Excerpts from CGS-CIMB report
Analysts: William Tng, CFA & Izabella Tan
|Patience is a virtue
■ We believe that the market has priced in a weaker FY23F since AEM’s FY22 results announcement.
■ We reiterate our Add call on FY24F earnings recovery.
|Navigating a difficult 1H23F|
AEM’s share price has declined 18.3% from S$3.38 pre-FY22 results announcement to S$2.76 on 1 March 2023.
Legal / pro fees down
“There was an increase of S$15.9m in legal and professional fees arising from arbitration involving its US entities (announced on 24 Feb 2022) and IT hardening initiatives (IT security breach announced on 5 Sep 2022).

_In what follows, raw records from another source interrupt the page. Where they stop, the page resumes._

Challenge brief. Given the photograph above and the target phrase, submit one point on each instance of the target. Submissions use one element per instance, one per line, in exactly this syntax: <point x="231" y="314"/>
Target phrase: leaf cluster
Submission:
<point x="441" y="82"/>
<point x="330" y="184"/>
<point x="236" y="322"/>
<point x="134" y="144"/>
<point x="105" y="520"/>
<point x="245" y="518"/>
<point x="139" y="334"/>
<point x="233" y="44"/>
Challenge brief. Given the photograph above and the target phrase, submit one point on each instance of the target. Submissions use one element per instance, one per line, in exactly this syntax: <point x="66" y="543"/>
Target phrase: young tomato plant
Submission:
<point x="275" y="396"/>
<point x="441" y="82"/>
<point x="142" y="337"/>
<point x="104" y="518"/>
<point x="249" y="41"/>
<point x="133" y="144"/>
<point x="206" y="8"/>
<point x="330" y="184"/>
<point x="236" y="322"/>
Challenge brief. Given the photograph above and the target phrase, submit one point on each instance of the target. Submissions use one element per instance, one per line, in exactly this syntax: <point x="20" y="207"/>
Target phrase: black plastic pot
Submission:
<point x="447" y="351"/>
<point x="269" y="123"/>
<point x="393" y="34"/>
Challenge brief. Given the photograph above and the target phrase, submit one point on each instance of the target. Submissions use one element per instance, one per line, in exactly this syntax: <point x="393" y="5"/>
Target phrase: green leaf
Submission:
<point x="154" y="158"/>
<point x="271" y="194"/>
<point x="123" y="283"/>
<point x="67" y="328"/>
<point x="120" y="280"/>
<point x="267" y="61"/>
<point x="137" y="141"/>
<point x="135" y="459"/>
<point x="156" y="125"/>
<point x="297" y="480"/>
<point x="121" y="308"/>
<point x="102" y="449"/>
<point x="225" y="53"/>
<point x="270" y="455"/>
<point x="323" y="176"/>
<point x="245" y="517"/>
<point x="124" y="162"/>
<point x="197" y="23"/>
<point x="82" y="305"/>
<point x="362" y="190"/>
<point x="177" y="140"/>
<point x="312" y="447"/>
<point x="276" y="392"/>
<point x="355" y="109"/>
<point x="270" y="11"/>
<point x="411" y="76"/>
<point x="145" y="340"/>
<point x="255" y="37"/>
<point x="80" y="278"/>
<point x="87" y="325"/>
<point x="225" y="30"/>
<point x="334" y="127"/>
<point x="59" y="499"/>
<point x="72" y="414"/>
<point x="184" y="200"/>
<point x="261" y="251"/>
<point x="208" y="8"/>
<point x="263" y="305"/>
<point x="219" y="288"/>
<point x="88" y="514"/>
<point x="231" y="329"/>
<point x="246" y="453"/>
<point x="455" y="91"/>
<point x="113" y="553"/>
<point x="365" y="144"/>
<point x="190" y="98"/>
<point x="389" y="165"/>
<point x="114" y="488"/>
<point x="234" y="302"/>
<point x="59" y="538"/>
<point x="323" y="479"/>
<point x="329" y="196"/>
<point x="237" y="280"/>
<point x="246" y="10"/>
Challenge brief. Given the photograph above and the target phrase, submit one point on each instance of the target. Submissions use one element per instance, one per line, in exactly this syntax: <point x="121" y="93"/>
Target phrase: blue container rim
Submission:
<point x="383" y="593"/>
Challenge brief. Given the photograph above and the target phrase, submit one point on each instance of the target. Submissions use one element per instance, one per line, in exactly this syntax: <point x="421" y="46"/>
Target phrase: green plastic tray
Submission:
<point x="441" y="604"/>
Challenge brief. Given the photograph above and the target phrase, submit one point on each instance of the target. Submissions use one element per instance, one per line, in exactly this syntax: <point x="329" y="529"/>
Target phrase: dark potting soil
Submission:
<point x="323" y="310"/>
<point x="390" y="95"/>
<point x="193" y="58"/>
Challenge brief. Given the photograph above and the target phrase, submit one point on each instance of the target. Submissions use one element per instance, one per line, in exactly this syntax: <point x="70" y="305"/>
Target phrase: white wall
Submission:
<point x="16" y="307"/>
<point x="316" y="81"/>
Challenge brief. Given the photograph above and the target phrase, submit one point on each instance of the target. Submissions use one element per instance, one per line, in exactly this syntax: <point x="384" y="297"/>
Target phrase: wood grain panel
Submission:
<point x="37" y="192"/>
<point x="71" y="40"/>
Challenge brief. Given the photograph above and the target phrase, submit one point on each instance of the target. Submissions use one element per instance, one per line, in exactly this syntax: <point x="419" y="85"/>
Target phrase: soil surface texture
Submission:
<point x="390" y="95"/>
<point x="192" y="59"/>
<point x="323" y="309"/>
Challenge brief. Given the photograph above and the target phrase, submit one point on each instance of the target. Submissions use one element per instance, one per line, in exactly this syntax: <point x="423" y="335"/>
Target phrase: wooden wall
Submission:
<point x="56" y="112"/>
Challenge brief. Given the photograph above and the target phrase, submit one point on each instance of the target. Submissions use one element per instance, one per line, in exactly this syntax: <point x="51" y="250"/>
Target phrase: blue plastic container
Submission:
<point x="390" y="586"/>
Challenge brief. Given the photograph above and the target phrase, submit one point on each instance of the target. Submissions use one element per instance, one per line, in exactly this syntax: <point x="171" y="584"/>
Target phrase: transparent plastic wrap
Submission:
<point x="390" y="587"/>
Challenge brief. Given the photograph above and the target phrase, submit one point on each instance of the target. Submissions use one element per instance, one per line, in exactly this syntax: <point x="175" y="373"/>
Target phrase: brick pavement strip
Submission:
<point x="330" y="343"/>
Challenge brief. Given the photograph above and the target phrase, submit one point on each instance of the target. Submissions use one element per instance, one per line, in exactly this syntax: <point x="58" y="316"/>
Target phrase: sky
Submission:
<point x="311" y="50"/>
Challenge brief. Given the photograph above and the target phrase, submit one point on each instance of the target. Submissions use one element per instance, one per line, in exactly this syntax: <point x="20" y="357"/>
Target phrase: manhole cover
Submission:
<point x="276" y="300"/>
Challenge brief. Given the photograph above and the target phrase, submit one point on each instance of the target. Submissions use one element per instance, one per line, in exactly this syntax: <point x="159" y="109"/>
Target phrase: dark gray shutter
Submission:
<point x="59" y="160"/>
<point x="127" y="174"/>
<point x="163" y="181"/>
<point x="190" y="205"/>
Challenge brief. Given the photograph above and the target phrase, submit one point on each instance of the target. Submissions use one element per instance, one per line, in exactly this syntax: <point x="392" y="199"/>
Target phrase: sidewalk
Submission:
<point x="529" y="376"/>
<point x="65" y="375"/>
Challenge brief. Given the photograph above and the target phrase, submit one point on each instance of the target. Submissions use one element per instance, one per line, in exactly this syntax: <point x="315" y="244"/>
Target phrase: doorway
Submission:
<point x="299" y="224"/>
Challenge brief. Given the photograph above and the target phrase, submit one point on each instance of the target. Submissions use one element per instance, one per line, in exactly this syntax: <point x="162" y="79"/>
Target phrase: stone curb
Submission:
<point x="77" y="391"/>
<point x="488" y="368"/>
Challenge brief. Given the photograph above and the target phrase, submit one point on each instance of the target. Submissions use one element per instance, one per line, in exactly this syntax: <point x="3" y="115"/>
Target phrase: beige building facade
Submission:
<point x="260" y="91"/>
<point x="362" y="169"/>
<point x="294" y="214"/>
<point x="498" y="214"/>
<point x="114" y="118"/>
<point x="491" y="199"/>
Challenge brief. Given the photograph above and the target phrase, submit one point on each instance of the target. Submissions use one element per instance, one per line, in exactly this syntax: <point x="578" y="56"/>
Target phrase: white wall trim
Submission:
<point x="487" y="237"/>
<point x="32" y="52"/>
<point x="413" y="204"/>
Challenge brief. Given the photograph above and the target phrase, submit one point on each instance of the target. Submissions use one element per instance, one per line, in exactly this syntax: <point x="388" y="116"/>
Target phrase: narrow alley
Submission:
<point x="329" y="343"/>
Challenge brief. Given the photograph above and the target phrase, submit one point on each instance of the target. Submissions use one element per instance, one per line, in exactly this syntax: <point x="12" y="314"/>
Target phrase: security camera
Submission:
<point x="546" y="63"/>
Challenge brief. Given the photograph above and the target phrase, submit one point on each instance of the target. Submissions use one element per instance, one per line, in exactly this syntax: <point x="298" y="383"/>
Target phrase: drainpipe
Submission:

We think that legal and professional fees should decline significantly in FY23F.”
The shares are currently trading at 7.35x our FY24F EPS forecast, 7.0% below its 6-year average of 7.9x.
On 24 Feb 2023, AEM provided revenue guidance of S$500m in FY23F. In FY22, 1H22 accounted for 62%/65% of full-year revenue/net profit.
Hence, AEM will have a high base comparison effect in a 1H23F semicon downturn environment.
AEM reported revenue/net profit of S$262m/S$41m in 1Q22 and S$540m/S$183m in 1H22.
|Keeping an eye on costs in a downturn|
Given the industry slowdown in FY23F, we believe that management will oversee its costs diligently.
We also note that in FY22, there was an increase of S$15.9m in legal and professional fees arising from arbitration involving its US entities (announced on 24 Feb 2022) and IT hardening initiatives (IT security breach announced on 5 Sep 2022).
We think that legal and professional fees should decline significantly in FY23F.
|Possible recovery from 2H23F onwards|
Management said that its S$500m revenue guidance for FY23F may be revised as second half visibility becomes clearer.
“We think that the share price re-rating could gather momentum from 2H23F onwards as the semicon industry recovers.”
Management also believes that the semicon industry’s revenue could possibly rebound between 2H23F and early 2024 and will continue its growth trajectory to reach US$1tr by the early 2030s driven by high performance computing, artificial intelligence, electrification of vehicles, and 5G communications.
In its customer diversification efforts, management has guided that it has won programmes in high performance compute artificial intelligence, application processors, and memory.
Management thinks that these customers’ revenue could possibly double in FY23F versus FY22 and is optimistic that there could be secular growth opportunities from these customers in FY24F and beyond.
We reiterate our Add call on potential FY24F earnings recovery (we estimate FY23F EPS could drop by 29.3% yoy).
Our TP is based on 9.5x FY24F P/E, 0.5 s.d. above its 6-year average given its sole supplier status with its major customer.
Re-rating catalysts include stronger-than-expected orders from its major customer and earlier-than-expected success in securing orders from other potential customers.
Downside risks are delivery delays and the loss of the sole supplier status for its major customer, which would negatively affect AEM’s profitability, in our view.